Prompted by a recent conversation, a short, living list of password-length breakpoints relative to hashes, in bytes (will shorten with a CW after it stabilizes):
7 - Max length of the first and second halves of an LM password. This means that any ASCII LM password, regardless of length and composition, can be cracked in under five minutes on modern gear.
8 - Max length of a descrypt password. If ASCII, can be fully exhausted on prosumer gear in a couple of days (worst case)
8 - WPA2 minimum length
8 - Minimum length of some Ethereum passphrases
8 - Max length of AS/400 and older iSeries mainframe passwords
10 - Max length of newer iSeries mainframe passwords (if QPWDMAXLEN is configured)
14 - Max "length" of an LM password (even though it's really two 7-byte passwords)

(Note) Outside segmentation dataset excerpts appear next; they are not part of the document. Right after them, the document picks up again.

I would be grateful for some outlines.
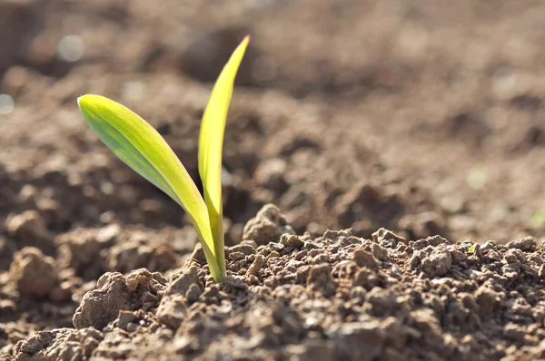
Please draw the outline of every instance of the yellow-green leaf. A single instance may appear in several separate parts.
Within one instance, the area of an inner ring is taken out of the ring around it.
[[[197,231],[213,278],[222,281],[224,270],[218,267],[206,204],[163,137],[138,114],[104,96],[81,96],[78,105],[89,126],[123,161],[185,210]]]
[[[204,189],[210,226],[214,244],[214,254],[220,269],[224,272],[223,210],[222,207],[222,152],[225,121],[233,95],[234,78],[238,72],[250,36],[231,55],[216,81],[208,105],[203,115],[199,140],[199,173]]]

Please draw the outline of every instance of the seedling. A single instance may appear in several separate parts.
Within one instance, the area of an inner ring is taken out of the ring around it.
[[[225,279],[222,152],[234,78],[250,36],[234,50],[216,81],[201,124],[199,174],[204,199],[166,141],[125,106],[100,95],[78,98],[79,108],[98,137],[127,165],[174,200],[189,215],[216,282]]]

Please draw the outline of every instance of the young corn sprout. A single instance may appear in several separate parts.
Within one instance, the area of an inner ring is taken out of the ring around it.
[[[100,95],[78,98],[79,108],[98,137],[127,165],[174,200],[189,215],[216,282],[225,279],[222,151],[236,73],[250,36],[234,50],[220,73],[201,124],[199,174],[204,199],[173,150],[144,119]]]

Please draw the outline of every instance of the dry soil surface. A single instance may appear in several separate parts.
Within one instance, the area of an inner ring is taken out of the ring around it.
[[[545,358],[543,14],[0,0],[0,357]],[[134,109],[198,182],[211,82],[246,34],[216,285],[75,99]]]

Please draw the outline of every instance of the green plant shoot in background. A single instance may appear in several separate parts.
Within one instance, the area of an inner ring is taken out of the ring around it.
[[[189,215],[216,282],[225,279],[222,152],[234,78],[250,42],[246,36],[223,67],[201,125],[199,174],[204,199],[161,135],[125,106],[100,95],[78,98],[79,108],[98,137],[127,165],[174,200]]]

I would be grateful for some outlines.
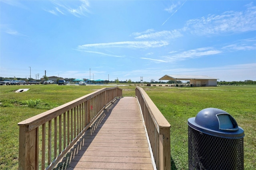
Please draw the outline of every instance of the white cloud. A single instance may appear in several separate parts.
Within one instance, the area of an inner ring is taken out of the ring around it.
[[[186,1],[185,1],[184,2],[183,2],[183,3],[181,4],[181,5],[180,5],[180,2],[179,1],[178,2],[178,3],[176,4],[172,4],[172,6],[171,6],[170,8],[167,8],[167,9],[165,9],[164,10],[165,11],[166,11],[167,12],[168,12],[170,13],[172,13],[172,15],[171,15],[171,16],[169,17],[169,18],[167,18],[167,19],[166,20],[165,20],[165,21],[164,22],[164,23],[162,24],[162,25],[163,25],[167,21],[168,21],[168,20],[169,20],[169,19],[173,16],[174,14],[175,14],[176,12],[177,12],[178,11],[178,10],[179,10],[180,9],[180,8],[183,6],[183,5],[184,5],[184,4],[185,4],[185,3],[186,2]],[[174,11],[174,12],[173,12],[173,11],[174,10],[174,9],[175,8],[176,8],[176,7],[177,7],[177,6],[179,6],[179,8],[178,9],[176,9],[176,10],[175,10],[175,11]]]
[[[78,2],[80,3],[78,3]],[[80,17],[90,12],[88,9],[90,4],[87,0],[80,0],[79,1],[53,0],[52,2],[56,7],[54,10],[47,10],[46,11],[54,15],[58,13],[65,15],[65,13],[68,13],[76,17]]]
[[[190,20],[183,30],[201,35],[255,31],[256,7],[250,6],[244,11],[227,11],[219,15]]]
[[[110,48],[123,47],[135,48],[155,48],[162,47],[169,44],[166,41],[123,41],[114,43],[89,44],[78,46],[78,49],[92,47]]]
[[[112,55],[110,54],[106,54],[105,53],[98,52],[98,51],[85,51],[85,50],[84,51],[82,50],[82,51],[86,53],[93,53],[97,54],[98,54],[101,55],[103,55],[105,56],[114,57],[124,57],[124,56],[122,56],[120,55]]]
[[[222,49],[229,51],[256,50],[256,39],[242,39],[239,40],[239,41],[238,43],[224,46],[222,47]]]
[[[180,32],[176,29],[172,31],[162,31],[140,35],[135,38],[136,39],[170,39],[182,37]]]
[[[188,59],[198,58],[209,55],[213,55],[222,53],[212,48],[201,48],[184,51],[178,54],[164,57],[167,62],[173,62],[177,61],[182,61]]]
[[[132,35],[134,35],[135,36],[139,36],[142,34],[147,34],[147,33],[150,33],[151,32],[154,32],[154,29],[147,29],[146,31],[143,31],[143,32],[135,32],[135,33],[132,33]]]
[[[10,34],[13,35],[16,35],[22,37],[28,37],[27,35],[19,33],[17,31],[9,29],[8,29],[6,31],[6,32],[9,34]]]
[[[145,60],[152,60],[153,61],[157,61],[158,62],[160,62],[160,63],[166,63],[166,61],[165,61],[163,60],[158,60],[157,59],[149,59],[148,58],[144,58],[144,57],[141,57],[140,58],[140,59],[144,59]]]

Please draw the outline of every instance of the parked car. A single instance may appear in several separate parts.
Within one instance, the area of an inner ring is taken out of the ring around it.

14 - Max value for the native minimum password length policy setting in Windows (unless third party passfilt.dll or fine-grained rules are used)
15 - Length at which LM password default will be ignored, and the hash will be forced to be NTLM (except some machine-account corner cases, which may truncate to 14)
63-64 - Max length of WPA2 (depending on implementation)
72 - Max length of a bcrypt password
128 - Max length for newer IBM mainframes when configured
What am I missing? (Will merge any validated replies)
Note: chars != bytes, lots of corner cases, YMMV.